China bans kids from playing online games for more than 3 hours per week to safeguard their physical and mental health
Millions of Chinese minors are addicted to playing hours of online games every week. Now the Chinese government is doing something about it. On Monday, China’s National Press and Publication Administration announced that kids and teens under 18 years old in China will only be allowed up to three hours per week to play online video games.
According to a translated notice about the new rules published on Monday, minors under the age of 18 in China will be allowed one hour a day between 8 p.m. and 9 p.m. on Fridays through Sundays and on legal holidays to play video games.
The agency said the new rules will safeguard children’s physical and mental health. The new rules will apply to companies providing online game services to minors, limiting their ability to serve those users outside of designated hours. Under the previous 2019 rules, under-18s were allowed to play games for 1.5 hours a day on most days.

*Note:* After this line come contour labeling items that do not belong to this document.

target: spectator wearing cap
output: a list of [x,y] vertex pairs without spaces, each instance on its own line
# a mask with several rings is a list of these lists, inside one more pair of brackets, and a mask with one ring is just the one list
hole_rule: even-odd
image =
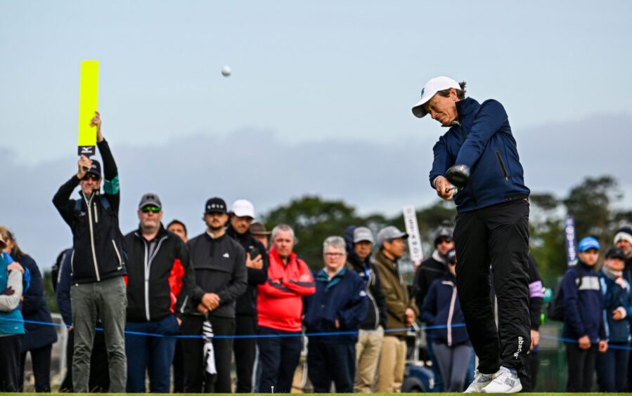
[[127,248],[128,393],[144,393],[145,373],[153,393],[168,393],[176,338],[186,301],[195,287],[188,251],[182,239],[162,226],[157,194],[143,195],[138,228],[125,236]]
[[231,205],[231,220],[226,233],[237,241],[246,252],[248,288],[238,299],[236,305],[237,336],[251,336],[237,338],[233,344],[237,367],[238,393],[252,392],[252,371],[257,355],[257,286],[268,278],[268,255],[266,248],[250,235],[254,220],[254,206],[246,199],[238,199]]
[[[118,170],[110,146],[101,133],[98,113],[92,119],[96,127],[97,147],[103,160],[82,156],[77,174],[64,183],[53,198],[53,204],[72,232],[71,259],[72,324],[75,351],[72,381],[75,392],[89,391],[90,356],[98,312],[103,326],[110,360],[110,392],[125,391],[127,382],[125,357],[125,309],[127,293],[123,235],[119,229]],[[102,180],[103,194],[100,193]],[[81,185],[81,197],[70,195]]]
[[366,282],[345,268],[347,253],[342,237],[323,244],[325,268],[316,274],[316,293],[305,297],[303,319],[308,334],[307,374],[316,393],[352,393],[356,369],[356,343],[366,316]]
[[186,225],[179,220],[174,218],[171,220],[167,225],[167,230],[180,237],[185,244],[188,242],[188,237],[186,236]]
[[430,342],[443,378],[443,391],[461,392],[474,350],[467,329],[453,326],[464,320],[456,290],[454,249],[447,252],[446,261],[448,270],[430,285],[421,318],[428,326],[440,327],[432,332]]
[[262,243],[264,247],[268,249],[270,244],[269,238],[270,237],[269,231],[266,230],[266,226],[262,223],[255,222],[250,225],[250,234],[254,237],[254,239]]
[[[530,343],[530,191],[504,107],[494,99],[479,103],[465,93],[465,81],[435,77],[424,86],[412,110],[417,117],[430,114],[449,128],[432,149],[429,181],[439,197],[453,197],[456,204],[456,279],[479,359],[468,392],[484,388],[491,393],[518,392],[518,372],[524,372],[529,351],[522,345]],[[489,298],[492,279],[498,325]]]
[[[11,256],[0,234],[0,392],[19,392],[20,354],[24,322],[20,310],[22,296],[22,272]],[[13,266],[13,267],[12,267]],[[12,269],[14,268],[14,269]]]
[[[187,244],[197,287],[191,298],[193,309],[185,315],[181,330],[183,334],[201,336],[207,319],[215,336],[232,336],[235,303],[247,287],[245,253],[241,245],[226,235],[228,213],[224,199],[214,197],[207,201],[204,220],[206,231]],[[185,392],[232,392],[232,338],[213,341],[217,374],[206,372],[201,338],[185,338],[182,345]]]
[[386,296],[389,331],[385,334],[378,369],[375,392],[399,392],[406,364],[406,329],[415,322],[419,311],[410,298],[399,272],[398,260],[406,250],[408,235],[389,225],[378,232],[375,269]]
[[366,317],[360,325],[356,343],[356,381],[354,390],[370,393],[378,359],[382,350],[384,329],[387,326],[386,298],[380,277],[371,261],[373,234],[366,227],[351,226],[344,232],[347,268],[355,271],[366,284],[368,299]]
[[[624,392],[630,359],[630,317],[632,295],[630,284],[623,277],[626,254],[619,248],[606,253],[599,270],[606,318],[608,350],[597,355],[597,383],[600,392]],[[614,346],[614,348],[612,348]]]
[[[35,377],[36,392],[51,391],[51,352],[53,343],[57,342],[57,332],[51,326],[43,324],[53,322],[49,305],[44,296],[41,273],[35,260],[20,249],[13,233],[6,227],[0,227],[0,235],[6,244],[5,251],[30,273],[28,289],[23,293],[22,315],[27,321],[24,324],[25,335],[22,338],[22,353],[20,364],[20,379],[24,379],[26,354],[31,355],[33,376]],[[18,384],[22,391],[23,381]]]
[[595,376],[598,349],[607,350],[603,321],[603,296],[595,265],[599,258],[599,242],[592,237],[579,241],[579,260],[562,278],[565,338],[568,364],[567,392],[590,392]]
[[268,277],[257,289],[259,390],[263,393],[291,391],[301,355],[302,298],[316,291],[307,264],[294,252],[294,242],[289,225],[272,229]]
[[[413,294],[420,308],[423,306],[424,298],[432,282],[442,278],[448,271],[448,252],[454,249],[452,233],[452,228],[447,225],[441,225],[437,228],[434,232],[434,251],[430,257],[422,261],[417,269],[413,283]],[[426,330],[426,351],[432,362],[431,369],[434,373],[434,387],[437,392],[441,392],[443,390],[443,377],[439,363],[434,358],[432,345],[432,330]]]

“Notice on Further Strict Management and Effective Prevention of Minors’ Indulging in Online Games”. In response to the problem of minors’ overuse or even indulging in online games, further strict management measures have been taken to resolutely prevent minors from indulging in online games. , And effectively protect the physical and mental health of minors,” the agency wrote.

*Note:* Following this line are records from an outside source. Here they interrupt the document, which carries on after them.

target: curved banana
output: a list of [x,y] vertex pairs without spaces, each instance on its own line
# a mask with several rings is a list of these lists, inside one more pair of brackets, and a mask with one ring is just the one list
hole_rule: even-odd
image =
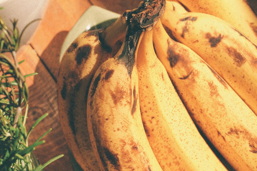
[[141,31],[126,36],[114,58],[102,64],[90,85],[88,125],[102,170],[161,170],[140,115],[136,67]]
[[57,85],[60,120],[69,147],[85,170],[100,169],[87,129],[85,104],[89,86],[100,65],[120,47],[119,41],[125,36],[126,22],[121,16],[109,27],[81,34],[60,63]]
[[257,115],[257,46],[209,14],[181,14],[166,8],[163,17],[176,39],[201,56]]
[[177,0],[166,1],[166,6],[178,13],[183,14],[188,12],[185,8]]
[[143,36],[137,68],[142,119],[157,160],[163,170],[227,170],[201,136],[156,56],[152,33]]
[[191,12],[226,21],[257,45],[257,17],[246,0],[178,0]]
[[153,34],[157,56],[194,122],[236,170],[257,170],[257,116],[199,55],[163,29]]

Daniel Ahmad, a senior analyst at market research firm Niko Partners, describes the new policy as “extremely restrictive” and points out that the existing rules limit minors to 1.5 hours of gaming per day. The policy, which is set to go into effect September 1, will be enforced at the account level by using existing requirements for real-name registration and China’s current anti-addiction system, he added.
“For reference, there are around 110 million minors in China that play video games today,” Ahmad said on Twitter. However, it’s worth noting that the regulation covers only online games, and Ahmad also says that while 110 million players is a lot of people, Chinese publisher Tencent says they represent only about 2.6% of its total player spend.
“However, we do not expect the decline in spend to have a significant material impact on the bottom line of game companies given limits on time and spending have already been in place for minors for the past two years. Therefore, we expect a softer impact on overall growth rates as spending among minors was already low.”
Explaining the reasons for the new rule, the agency said: “The notice proposes that it is necessary to actively guide the co-management and co-governance of families, schools and other social sectors, perform the guardianship responsibilities of minors in accordance with the law, and create a good environment for the healthy growth of minors.”